王女の亡命に協力しないことに決めた私は、王女とその護衛をポート・ディクソン帝国に引き渡すことにした。これは私にとってベストな選択であると同時に王女たちにとっても、もっとも安全な選択であるはずだ。


まず、私にとっては身の破滅を防ぐことができる。また、戦争の早期終結をもたらすこともできるし、王女の引き渡しに対するわずかばかりの報奨金を手にすることができる。もし、王女が亡命を成功させた場合、テブラウ王国とポート・ディクソン帝国の戦争に突入してしまうため、戦争状態が長引いてしまう。国土も荒廃するだろう。商売あがったりだ。

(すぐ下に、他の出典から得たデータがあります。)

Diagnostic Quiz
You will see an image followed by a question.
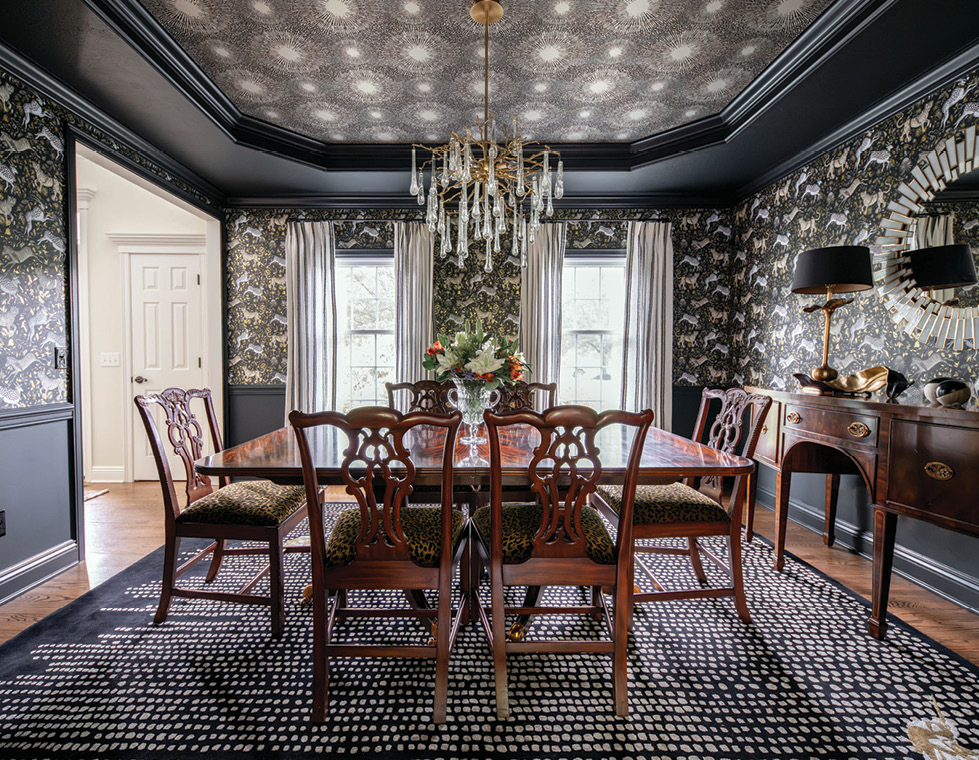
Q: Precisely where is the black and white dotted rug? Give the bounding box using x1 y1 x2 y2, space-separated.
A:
0 505 979 760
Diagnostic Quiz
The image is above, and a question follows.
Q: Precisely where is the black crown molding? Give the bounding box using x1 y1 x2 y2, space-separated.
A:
0 35 224 213
736 35 979 203
85 0 898 178
226 193 735 209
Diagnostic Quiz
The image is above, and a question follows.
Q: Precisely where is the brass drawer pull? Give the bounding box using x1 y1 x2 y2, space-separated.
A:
925 462 955 480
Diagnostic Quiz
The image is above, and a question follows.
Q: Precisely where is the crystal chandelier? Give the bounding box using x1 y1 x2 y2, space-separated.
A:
410 0 564 272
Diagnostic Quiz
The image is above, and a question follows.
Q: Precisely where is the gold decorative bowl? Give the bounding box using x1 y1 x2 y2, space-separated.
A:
826 367 888 393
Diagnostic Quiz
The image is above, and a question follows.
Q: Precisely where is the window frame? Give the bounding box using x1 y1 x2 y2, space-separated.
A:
558 248 627 409
334 248 398 409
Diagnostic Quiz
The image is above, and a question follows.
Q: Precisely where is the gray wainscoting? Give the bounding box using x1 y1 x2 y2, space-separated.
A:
0 404 81 604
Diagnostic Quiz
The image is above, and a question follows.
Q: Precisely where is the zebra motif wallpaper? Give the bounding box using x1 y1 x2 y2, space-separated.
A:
0 73 68 408
731 71 979 394
225 209 744 385
0 70 218 409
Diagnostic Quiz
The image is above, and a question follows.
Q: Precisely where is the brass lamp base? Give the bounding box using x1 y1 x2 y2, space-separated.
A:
810 364 840 383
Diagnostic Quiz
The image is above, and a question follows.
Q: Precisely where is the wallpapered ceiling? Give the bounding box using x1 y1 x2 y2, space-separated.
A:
731 71 979 401
227 209 744 385
141 0 831 142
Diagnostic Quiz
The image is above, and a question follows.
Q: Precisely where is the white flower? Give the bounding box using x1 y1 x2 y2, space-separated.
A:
435 348 459 372
465 341 503 375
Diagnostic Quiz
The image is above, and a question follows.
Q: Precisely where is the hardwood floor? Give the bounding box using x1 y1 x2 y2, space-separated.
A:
0 483 979 665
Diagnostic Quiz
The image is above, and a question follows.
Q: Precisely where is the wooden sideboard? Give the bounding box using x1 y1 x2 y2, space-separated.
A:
747 388 979 639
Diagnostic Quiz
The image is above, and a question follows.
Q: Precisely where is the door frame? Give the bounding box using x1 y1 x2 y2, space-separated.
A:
109 233 215 483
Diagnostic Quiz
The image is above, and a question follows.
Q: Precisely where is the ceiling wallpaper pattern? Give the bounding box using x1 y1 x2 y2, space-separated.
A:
141 0 832 143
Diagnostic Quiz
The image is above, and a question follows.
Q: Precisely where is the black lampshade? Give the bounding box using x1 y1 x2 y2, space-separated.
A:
792 245 874 293
911 243 976 290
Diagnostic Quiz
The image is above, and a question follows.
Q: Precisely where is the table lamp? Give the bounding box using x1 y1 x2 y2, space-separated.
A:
792 245 874 382
908 243 977 306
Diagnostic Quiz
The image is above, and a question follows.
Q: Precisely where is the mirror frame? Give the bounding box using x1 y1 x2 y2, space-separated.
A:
875 124 979 351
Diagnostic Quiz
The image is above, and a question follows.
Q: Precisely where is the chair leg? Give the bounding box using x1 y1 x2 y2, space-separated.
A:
432 570 452 723
153 537 180 625
313 594 337 723
687 536 707 583
490 563 510 720
204 538 228 583
269 539 286 639
612 571 633 718
727 523 751 623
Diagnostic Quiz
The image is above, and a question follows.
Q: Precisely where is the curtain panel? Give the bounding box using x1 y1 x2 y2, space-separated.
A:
622 222 673 430
520 222 568 383
285 222 337 424
394 222 435 383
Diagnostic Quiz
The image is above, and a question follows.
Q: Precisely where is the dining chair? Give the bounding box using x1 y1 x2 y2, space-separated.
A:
384 380 455 414
470 406 653 718
289 406 468 723
133 388 306 638
591 388 772 623
493 380 557 414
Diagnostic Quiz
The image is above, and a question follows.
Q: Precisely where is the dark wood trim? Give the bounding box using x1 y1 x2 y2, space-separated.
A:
757 478 979 613
0 37 224 209
736 37 979 202
0 403 75 430
0 541 82 604
62 137 85 562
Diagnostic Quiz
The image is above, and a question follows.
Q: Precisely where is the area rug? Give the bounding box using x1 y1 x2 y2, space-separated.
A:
0 505 979 760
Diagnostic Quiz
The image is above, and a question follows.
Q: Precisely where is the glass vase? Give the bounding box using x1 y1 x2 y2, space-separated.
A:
449 377 500 465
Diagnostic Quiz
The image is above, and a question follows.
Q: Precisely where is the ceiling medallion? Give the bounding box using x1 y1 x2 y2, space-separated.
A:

王女にとっても最も良い選択であろう。亡命に失敗した場合、その場で命を落とすかもしれない。仮に亡命に成功しても、ポート・ディクソン帝国との戦争によって命を危険にさらすことになる。さらに、王女自身は「この国を守りたい」と言っていた。現状では王女がポート・ディクソン帝国に投降することがこの国を守るうえでの最善だ。


この選択はポート・ディクソン帝国にとっても望ましいものであるはずだ。戦争を短期間で決着させることができるし、王女を手元に置いておけば、戦後統治も行いやすいはずだ。この国に攻めてきたポート・ディクソン帝国の将軍は今頃冷や汗をかいているに違いない。城に残った王族たちが全員戦死してしまうかもしれないし、自害してしまうかもしれないからだ。そうなれば今後の戦後統治に支障もきたすし、キャリア上の汚点となってしまう。


王女を引き渡すということは、誰にとっても得となる選択だ。


私はこの選択が最善のものであると確信すると、王女とその護衛を睡眠薬で眠らせ、拘束することにした。


次に私が考えるべきは、いかに安全に王女をポート・ディクソン帝国に引き渡すか、という点だ。安全に引き渡すうえでは、ポート・ディクソン軍の幹部としっかりとしたコネクションを築いておかなければならない。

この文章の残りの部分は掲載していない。